ICycle

Equipe(s)
Agence de moyen
Etat
Titre du projet
Interconnexion et contrôle de deux oscillateurs biologiques dans des cellules mammaliennes / Interconnection and feedback control of two cyclic modules in mammalian cells
Name of the call for tenders
ANR blanche
ANR Challenge
Défi 7: Société de l'information et de la communication. Axe : Axe 2: Théorie du contrôle
Coordinateur.trice
M. Chaves (Inria, Sophia-Antipolis)
Participants de MaIAGE
L. Tournier, V. Fromion, A. Goelzer
Partners
Inria (Sophia-Antipolis), IBV (Institut de Biologie de Valrose, Nice)
Beginning and end of the year
2017-01/2020
Year of end
Résumé
ICycle is an interdisciplinary, fundamental research project, in an exciting new field merging control theory, systems biology and synthetic biology. Its overall goal is to understand the communication pathways between two primary cellular modules, the cell division cycle and the circadian clock genes, using both mathematical and simulation tools, control theory and synthetic biology techniques.
Mammalian cells have evolved highly sophisticated intracellular communication pathways to enable their development and growth, under multiple environmental stresses and stimulus (nutrition availability, temperature or light changes, etc.). Two major cyclic processes are at the basis of cell development: the cell cycle and the circadian clock, both of which have been separately studied and dissected from many diverse points of view. Circadian disruption is increasingly recognized as a risk factor for the development of malignant disorders, while cell cycle deregulation is a hallmark of cancer cells. Thus, it becomes critical to understand the links between the cell cycle and circadian clock oscillators and the relevance of their coupling for biological and pathophysiological aspects.

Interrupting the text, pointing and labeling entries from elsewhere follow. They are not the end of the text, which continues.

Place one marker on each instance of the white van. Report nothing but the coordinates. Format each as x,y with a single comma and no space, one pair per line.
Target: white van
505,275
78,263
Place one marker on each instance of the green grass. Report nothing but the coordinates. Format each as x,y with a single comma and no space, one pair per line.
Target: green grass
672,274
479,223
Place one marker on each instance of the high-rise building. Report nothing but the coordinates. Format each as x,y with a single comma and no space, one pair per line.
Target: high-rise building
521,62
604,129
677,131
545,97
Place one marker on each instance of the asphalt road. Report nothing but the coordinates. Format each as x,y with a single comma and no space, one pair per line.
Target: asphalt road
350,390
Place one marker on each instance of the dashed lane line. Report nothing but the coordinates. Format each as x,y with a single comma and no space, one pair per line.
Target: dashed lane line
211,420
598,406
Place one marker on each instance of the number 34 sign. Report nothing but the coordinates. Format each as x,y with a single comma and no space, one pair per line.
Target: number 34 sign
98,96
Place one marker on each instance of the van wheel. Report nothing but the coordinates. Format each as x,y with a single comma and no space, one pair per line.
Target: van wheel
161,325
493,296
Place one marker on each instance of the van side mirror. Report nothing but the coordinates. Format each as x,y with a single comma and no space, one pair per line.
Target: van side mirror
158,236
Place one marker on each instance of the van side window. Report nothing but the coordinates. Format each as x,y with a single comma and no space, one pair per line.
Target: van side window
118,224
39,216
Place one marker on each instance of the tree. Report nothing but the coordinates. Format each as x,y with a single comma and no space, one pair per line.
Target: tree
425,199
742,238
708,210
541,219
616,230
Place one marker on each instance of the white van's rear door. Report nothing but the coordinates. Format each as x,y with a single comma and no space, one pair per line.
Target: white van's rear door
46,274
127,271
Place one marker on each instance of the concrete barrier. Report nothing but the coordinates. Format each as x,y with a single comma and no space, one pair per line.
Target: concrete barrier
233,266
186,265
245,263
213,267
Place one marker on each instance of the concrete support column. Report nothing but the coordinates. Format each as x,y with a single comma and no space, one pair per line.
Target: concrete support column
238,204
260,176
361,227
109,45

From a mechanistic point of view, the interaction between cell cycle and circadian clock can be represented as a control theoretic problem, with an input/output system and its controller. Directly studying the mechanisms of interaction between these two cellular modules is a most challenging task, due to the intrinsic complexity of the networks, the difficulty in isolating specific events in a ``natural'' cell, and the demanding experimental techniques. In ICycle we propose to circumvent these difficulties by combining a control theory interpretation with a synthetic biology approach: first, mathematically design two circuits to exhibit dynamical behaviors similar to the two mammalian oscillators and then synthetically assemble those circuits from molecular components (DNA sequences, proteins, or metabolites) to verify and confirm or invalidate the hypothesized mechanism.

The interconnection of two synthetically engineered systems is a novel step in synthetic biology and ICycle proposes an original approach to accomplish the task, by acting at three levels comprising model construction, theoretical control development for synthetic biology, and biological implementation. Accordingly, there are three main objectives: (i) obtain a set of minimal mathematical models to represent the cell cycle and the circadian clock, mimic their oscillatory behavior and study possible interconnection mechanisms. This will provide a computational platform for numerical analysis and in silico synthetic biology experiments; (ii) design control theoretical strategies for coupling two biological oscillators, control the strength of their interconnection, and the mutual regulation of their frequencies and phases; and, finally, (iii) generate a mammalian cell line which robustly expresses two minimal oscillators, using both transcriptional and translational control.

To achieve these objectives the project joins researchers in the fields of applied mathematics and control theory, systems biology, molecular biology and the biology of mammalian cell cycle and circadian clock. ICycle's contributions include innovative mathematical methodologies, new control strategies that take into account the individual constraints and properties of molecular components and, finally, new experimental protocols in synthetic biology for biomedical applications. Indeed, an important potential application of the work developed in ICycle lies in the area of cancer chronotherapy. Recent results show that cell cycle can be synchronized with the circadian clock. Therefore, suitably controlling the circadian clock period and/or phase may lead to slowing down the cell cycle, thereby reducing the number of cell divisions and contributing to fight cancer growth.